My take is this: Even at regular (non-AISC member) price, the Seismic Design Manual is still cheaper than the $500 it will cost to take the exam again. Given that the bulk of the lateral exam is seismic material--and a good chunk of that is expected to be structural steel--there's no excuse for not having the reference. I see that as part of the responsibility of being a licensed Structural Engineer.


----------



## GataGunna (Jun 7, 2021)

yes.jpeg


----------



## E720 (Jun 7, 2021)

EBAT75 said:


> _"I haven't done any steel seismic design before so I really have no clue how much the SDM is needed for the lateral exam."_
> 
> Sorry, this may sound a bit harsh, but why are we then even having a discussion?


@Reed D asked a legitimate question for someone who hasn't done seismic design in steel before - no need to rake them through the coals for asking a question.


----------



## Br_Engr (Jun 7, 2021)

I have never dealt with these folks, but here is a cheap option:





AISC 327-18A


Seismic Design Manual, 3rd Ed.




www.techstreet.com


----------



## Reverse Polish (Jun 7, 2021)

Note that AISC 341--the real meat and potatoes of the Seismic Design Manual--is available as a free download:



https://www.aisc.org/globalassets/aisc/publications/standards/aisc-341-16_january-2020.pdf



Personally, I found the examples in the print version of the SDM to be invaluable for obtaining a grasp on seismic detailing requirements. You can also purchase SEAOC SSDM Vol. 4, which is very helpful for high-seismic design in structural steel. Discount through NCSEA if you're a member of your local Structural Engineers Association.


----------



## E720 (Jun 7, 2021)

+ AISC 358



https://www.aisc.org/globalassets/aisc/publications/standards/A358-16W.pdf


----------



## Reed D (Jun 8, 2021)

E720 said:


> @Reed D asked a legitimate question for someone who hasn't done seismic design in steel before - no need to rake them through the coals for asking a question.


Thank you


----------



## EBAT75 (Jun 10, 2021)

E720 said:


> @Reed D asked a legitimate question for someone who hasn't done seismic design in steel before - no need to rake them through the coals for asking a question.


One way to convince the questioner of the high importance involved.
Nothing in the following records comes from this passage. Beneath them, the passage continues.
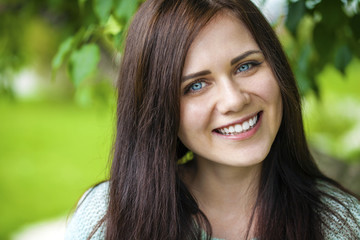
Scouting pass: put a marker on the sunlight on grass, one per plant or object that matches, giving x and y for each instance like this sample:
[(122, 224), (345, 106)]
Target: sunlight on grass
[(50, 154)]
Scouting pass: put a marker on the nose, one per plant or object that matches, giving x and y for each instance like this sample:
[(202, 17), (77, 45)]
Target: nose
[(231, 97)]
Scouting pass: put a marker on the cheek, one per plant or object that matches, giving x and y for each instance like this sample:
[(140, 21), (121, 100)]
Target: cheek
[(194, 117)]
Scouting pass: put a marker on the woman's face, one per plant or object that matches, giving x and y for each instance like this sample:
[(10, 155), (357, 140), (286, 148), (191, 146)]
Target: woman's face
[(231, 106)]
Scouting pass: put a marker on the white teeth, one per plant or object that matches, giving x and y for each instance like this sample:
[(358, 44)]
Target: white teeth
[(251, 122), (239, 128), (231, 129), (246, 126)]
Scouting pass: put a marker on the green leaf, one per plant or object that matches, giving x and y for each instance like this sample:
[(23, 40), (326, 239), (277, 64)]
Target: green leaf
[(342, 58), (62, 53), (324, 41), (102, 9), (81, 3), (83, 63), (355, 26), (125, 9), (296, 11)]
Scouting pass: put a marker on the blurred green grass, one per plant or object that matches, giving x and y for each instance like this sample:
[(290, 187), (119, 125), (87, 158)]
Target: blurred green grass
[(50, 153)]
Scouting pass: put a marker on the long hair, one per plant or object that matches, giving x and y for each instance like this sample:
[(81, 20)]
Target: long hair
[(148, 200)]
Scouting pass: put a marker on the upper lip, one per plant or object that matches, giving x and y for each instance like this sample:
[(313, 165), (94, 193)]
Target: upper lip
[(239, 121)]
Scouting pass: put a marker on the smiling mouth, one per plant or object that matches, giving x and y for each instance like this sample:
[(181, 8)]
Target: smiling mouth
[(239, 127)]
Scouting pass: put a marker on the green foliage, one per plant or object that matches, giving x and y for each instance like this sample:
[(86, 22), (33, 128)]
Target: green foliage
[(322, 33), (83, 62)]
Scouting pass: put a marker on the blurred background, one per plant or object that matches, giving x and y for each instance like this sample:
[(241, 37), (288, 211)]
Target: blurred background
[(58, 65)]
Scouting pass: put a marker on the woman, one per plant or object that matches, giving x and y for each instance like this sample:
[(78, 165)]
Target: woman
[(209, 76)]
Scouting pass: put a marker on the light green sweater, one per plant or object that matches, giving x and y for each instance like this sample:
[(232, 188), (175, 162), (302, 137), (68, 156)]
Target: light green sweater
[(94, 203)]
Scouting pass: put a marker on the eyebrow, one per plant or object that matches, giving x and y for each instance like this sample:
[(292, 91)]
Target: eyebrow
[(244, 55), (233, 61)]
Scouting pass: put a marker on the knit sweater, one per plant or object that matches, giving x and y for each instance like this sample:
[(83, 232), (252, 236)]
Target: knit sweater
[(92, 207)]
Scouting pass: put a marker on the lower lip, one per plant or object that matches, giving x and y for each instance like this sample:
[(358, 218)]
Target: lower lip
[(244, 135)]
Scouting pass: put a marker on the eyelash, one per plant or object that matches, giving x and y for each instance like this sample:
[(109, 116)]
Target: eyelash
[(188, 87), (251, 64)]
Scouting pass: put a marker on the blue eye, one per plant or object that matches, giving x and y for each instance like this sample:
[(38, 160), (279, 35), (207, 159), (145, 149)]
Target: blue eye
[(244, 67), (197, 86)]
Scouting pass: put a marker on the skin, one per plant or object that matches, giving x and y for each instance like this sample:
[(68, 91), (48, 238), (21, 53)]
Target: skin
[(226, 80)]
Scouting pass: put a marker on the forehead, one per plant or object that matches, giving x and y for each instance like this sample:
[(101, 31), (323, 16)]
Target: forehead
[(223, 35)]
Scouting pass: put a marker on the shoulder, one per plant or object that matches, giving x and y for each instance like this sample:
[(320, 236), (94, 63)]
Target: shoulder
[(343, 222), (90, 210)]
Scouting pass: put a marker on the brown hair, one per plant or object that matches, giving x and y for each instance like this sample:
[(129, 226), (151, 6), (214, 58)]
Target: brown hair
[(148, 200)]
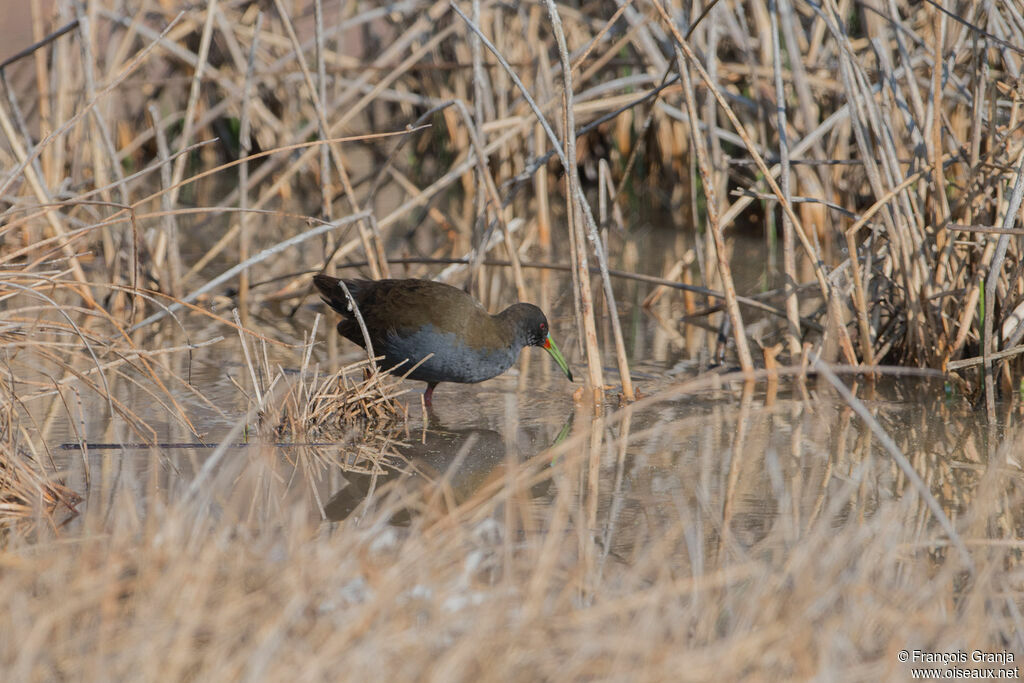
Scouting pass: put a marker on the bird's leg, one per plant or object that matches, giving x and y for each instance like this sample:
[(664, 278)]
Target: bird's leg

Nothing more than that.


----------



## melonzai (Dec 28, 2021)

I came out the same question when I started to review the SE steel part recently. One of my friend (building discipline) who passed the later exam strongly suggested me to go over all examples in the Seismic Design Manual. But when I looked into several examples, I felt it is too deep for me. Also, spending too much time in one topic seems not practical. I am taking the bridge exam. So I only need to worry about those questions in the AM portion. Any suggestions how to effectively study the steel part or how to tab the seismic design manual?


----------



## dlegofan (Dec 28, 2021)

melonzai said:


> how to effectively study the steel part


the answer is:


melonzai said:


> go over all examples in the Seismic Design Manual


----------



## Be-n (Dec 29, 2021)

I agree, most of the examples in SDM are way too deep. The examples is not what makes this manual very important. If you have a different sources of examples such as AEI class, you should be ok. I still covered some of the examples in SDM but only as a brief review, not working through an entire problem. 
The seismic tables for steel design and prequalified connections in the end of the SDM are essential for successfully passing the lateral exam.


----------